I do not mean to say that the Riva is in any sense a low-class street. While it teems with workmen, seamen and fishermen at all hours of the day, there are just as many well-dressed merchants and brokers and other businessmen, often accompanied by their genteel wives. The Riva is also the promenade, even after dark on fine nights, of fashionable men and women come merely to stroll and enjoy the lagoon breeze. Nevertheless, among those people, day or night, there lurk the louts and cutpurses and prostitutes and other specimens of the rabble we call the popolazo. There were, for example, the urchins I met one afternoon on that Riva dockside, when one of them introduced himself by throwing a fish at me.

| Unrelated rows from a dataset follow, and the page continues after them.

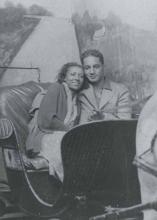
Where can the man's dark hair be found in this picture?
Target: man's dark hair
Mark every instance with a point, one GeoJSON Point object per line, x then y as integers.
{"type": "Point", "coordinates": [94, 53]}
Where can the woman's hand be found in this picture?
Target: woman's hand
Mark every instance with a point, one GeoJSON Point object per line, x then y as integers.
{"type": "Point", "coordinates": [96, 115]}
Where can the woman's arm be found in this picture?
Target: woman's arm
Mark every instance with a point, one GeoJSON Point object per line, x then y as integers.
{"type": "Point", "coordinates": [47, 118]}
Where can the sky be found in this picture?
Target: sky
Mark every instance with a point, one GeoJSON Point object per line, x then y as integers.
{"type": "Point", "coordinates": [140, 13]}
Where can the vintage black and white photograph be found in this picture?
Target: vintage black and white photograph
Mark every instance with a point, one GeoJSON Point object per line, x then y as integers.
{"type": "Point", "coordinates": [78, 109]}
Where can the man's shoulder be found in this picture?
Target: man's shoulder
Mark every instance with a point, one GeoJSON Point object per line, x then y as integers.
{"type": "Point", "coordinates": [55, 86]}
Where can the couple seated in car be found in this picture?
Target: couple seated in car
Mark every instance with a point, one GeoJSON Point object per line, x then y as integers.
{"type": "Point", "coordinates": [81, 94]}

Bringing the mangled corpse of his fish cradled in his grimy hands, Ubaldo said to me, “Will you share our supper?” I did not, but in the course of that afternoon he and I forgot our quarrel and became friends.

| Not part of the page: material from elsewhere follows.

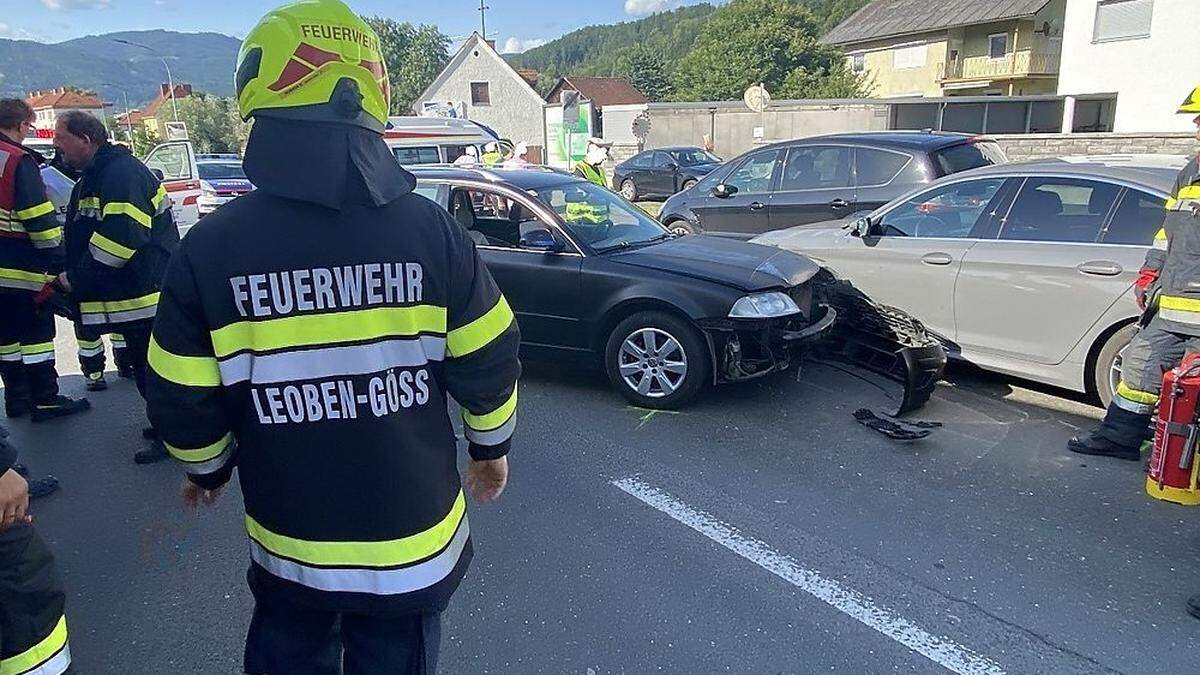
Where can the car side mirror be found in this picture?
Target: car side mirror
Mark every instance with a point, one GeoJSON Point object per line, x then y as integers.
{"type": "Point", "coordinates": [724, 191]}
{"type": "Point", "coordinates": [540, 239]}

He and I were perhaps eleven or twelve years old then, and Doris about two years younger, and during the next few years I spent most of my days with them and their somewhat fluid following of other dockside brats. I could easily have been consorting in those years with the well-fed and well-dressed, prim and priggish offspring of the lustrisimi families, such as the Balbi and the Cornari—and Zia Zulia used every effort and persuasion to make me do so—but I preferred my vile and more vivacious friends. I admired their pungent language, and I adopted it. I admired their independence and their fichevelo attitude to life, and I did my best to imitate it. As could be expected, since I did not slough off those attitudes when I went home or elsewhere, they did not make me any better beloved by the other people in my life.

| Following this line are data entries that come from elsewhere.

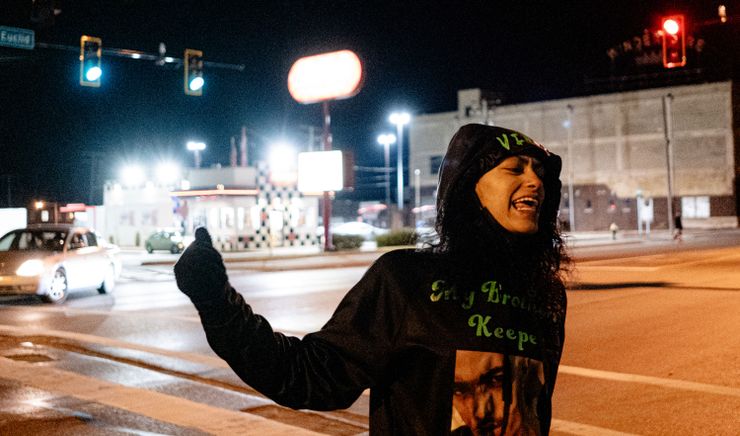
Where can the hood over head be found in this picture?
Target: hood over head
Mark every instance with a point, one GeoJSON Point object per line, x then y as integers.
{"type": "Point", "coordinates": [476, 149]}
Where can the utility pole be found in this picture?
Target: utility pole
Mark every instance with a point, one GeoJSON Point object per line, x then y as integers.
{"type": "Point", "coordinates": [9, 205]}
{"type": "Point", "coordinates": [571, 197]}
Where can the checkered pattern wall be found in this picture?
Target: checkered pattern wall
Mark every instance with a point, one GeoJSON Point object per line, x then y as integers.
{"type": "Point", "coordinates": [260, 237]}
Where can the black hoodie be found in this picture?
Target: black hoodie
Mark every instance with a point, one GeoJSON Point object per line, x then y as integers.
{"type": "Point", "coordinates": [451, 340]}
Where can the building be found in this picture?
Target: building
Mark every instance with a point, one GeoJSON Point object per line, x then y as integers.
{"type": "Point", "coordinates": [615, 153]}
{"type": "Point", "coordinates": [239, 205]}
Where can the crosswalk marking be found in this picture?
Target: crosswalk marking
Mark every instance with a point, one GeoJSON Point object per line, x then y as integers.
{"type": "Point", "coordinates": [579, 429]}
{"type": "Point", "coordinates": [649, 380]}
{"type": "Point", "coordinates": [155, 405]}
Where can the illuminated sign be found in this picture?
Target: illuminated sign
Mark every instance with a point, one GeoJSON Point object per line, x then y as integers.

During my infrequent attendances at school, I began calling Fra Varisto by a couple of nicknames I had learned from Boldo—“il bel de Roma” and “il Culiseo”—and soon had all the other schoolboys doing the same. The friar-maistro put up with that informality, even seemed flattered by it, until gradually it dawned on him that we were not likening him to the grand old Beauty of Rome, the Colosseum, but were making a play on the word culo, and in effect were calling him the “landmark of buttocks.” At home, I scandalized the servants almost daily. On one occasion, after I had done a thing reprehensible, I overheard a conversation between Zia Zulia and Maistro Attilio, the maggiordomo of the household.